'Motoboy do YouTube' é acusado de atropelar e matar

Famoso por postar vídeos no YouTube nos quais desafia as leis de trânsito ao circular com motocicletas por São Paulo, o empresário Kleber Atalla, de 51 anos, é acusado de atropelar e matar um instalador elétrico de 53 anos. O atropelamento foi na Avenida Duque de Caxias, no centro, no dia 28. O empresário foi interrogado ontem pela Polícia Civil.

BRUNO RIBEIRO, O Estado de S.Paulo

15 de fevereiro de 2013 | 02h05

Atalla, que é comerciante de peças de motos, estava de carro quando atropelou o instalador Antonio Faria da Costa ao fazer uma mudança de pistas proibida, no cruzamento da Duque de Caxias com a Alameda Campinas. A vítima ainda estava cruzando a faixa de pedestres e, naquele ponto, não há semáforo para o pedestre - o que, por lei, lhe garantia a preferência.

Faria da Costa foi acertado em cheio pelo carro. Ele ficou internado por nove dias na Santa Casa de Misericórdia, em Santa Cecília, mas não resistiu. A polícia reuniu imagens de estabelecimentos comerciais perto daquele ponto e tem todo o acidente registrado.

A Polícia Civil tem analisado também as imagens dos vídeos que o empresário colocou na internet. Em um deles, ele aparece guiando uma moto de mil cilindradas pela Avenida 23 de Maio. Em outro, ele circula pela zona sul até encontrar uma Ferrari na Avenida Brigadeiro Faria Lima, também na zona sul. As imagens mostram uma arrancada entre os veículos. Em outra, Atalla passa bem perto, de propósito, de um carro da Polícia Civil.

Assim, Atalla vai responder a dois processos diferentes. Um é o homicídio culposo (sem intenção) em relação à morte do instalador na Duque de Caxias. Por causa das imagens no YouTube, também vai ser indiciado por apologia ao crime. Ao todo, são mais de 20 vídeos, que somam cerca de 1 milhão de acessos.

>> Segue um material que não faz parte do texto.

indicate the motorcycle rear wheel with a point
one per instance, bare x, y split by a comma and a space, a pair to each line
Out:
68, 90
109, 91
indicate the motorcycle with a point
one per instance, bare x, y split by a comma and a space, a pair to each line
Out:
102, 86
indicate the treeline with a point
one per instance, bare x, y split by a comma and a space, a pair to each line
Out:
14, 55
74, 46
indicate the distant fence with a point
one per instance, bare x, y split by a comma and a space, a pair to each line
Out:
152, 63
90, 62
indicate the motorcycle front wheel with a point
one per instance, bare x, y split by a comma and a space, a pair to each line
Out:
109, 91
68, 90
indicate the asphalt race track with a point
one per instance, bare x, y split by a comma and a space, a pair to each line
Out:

Defesa. O depoimento do empresário ocorreu ontem no 3.º Distrito Policial (Santa Ifigênia). Atalla não quis dar entrevistas à imprensa. Seu advogado, Luiz Carlos Aguiar, diz acreditar que os vídeos possam comprometer a defesa do cliente na acusação de homicídio.

"Ele assume que fez os vídeos, não tem como negar. Mas é preciso que também se diga o lado positivo: ele também coloca vídeos orientando as pessoas a não usar drogas", diz o advogado. "Por outro lado, vamos argumentar que ele não faz apologia ao crime nos vídeos. Pelo contrário: ele fala para quem está assistindo não tentar repetir essas ações", afirma Aguiar.

Sobre o acidente que terminou na morte do instalador, o advogado disse que Atalla ficou para prestar socorro. "Foi ele quem chamou o Samu (Serviço de Atendimento Móvel de Urgência) e a polícia. Quando os policiais chegaram, ele aguardou o fim da ocorrência no local do atropelamento por quatro horas. E foi visitar a família da vítima no hospital. Falou com a mulher, a filha e um pastor da igreja que eles frequentam."

Atalla, no entanto, argumenta que a manobra que resultou na morte de Costa não era proibida, segundo seu advogado. "Há uma proibição na via, mas é antes. Naquele ponto, não há proibição", afirma Aguiar.

O empresário mora a cerca de 200 metros do local do acidente. O advogado não soube dizer se a conversão que foi feita no dia da morte de Costa era praticada com frequência por Atalla. O advogado ressaltou que chovia naquele dia, o que poderia atrapalhar a visão do motorista.

O delegado Antonio Luiz Tuckumantel, titular do 3.º DP, afirma que já há indícios suficientes para concluir o caso. Ele deve aguardar apenas o envio dos laudos da Polícia Científica para denunciar Atalla.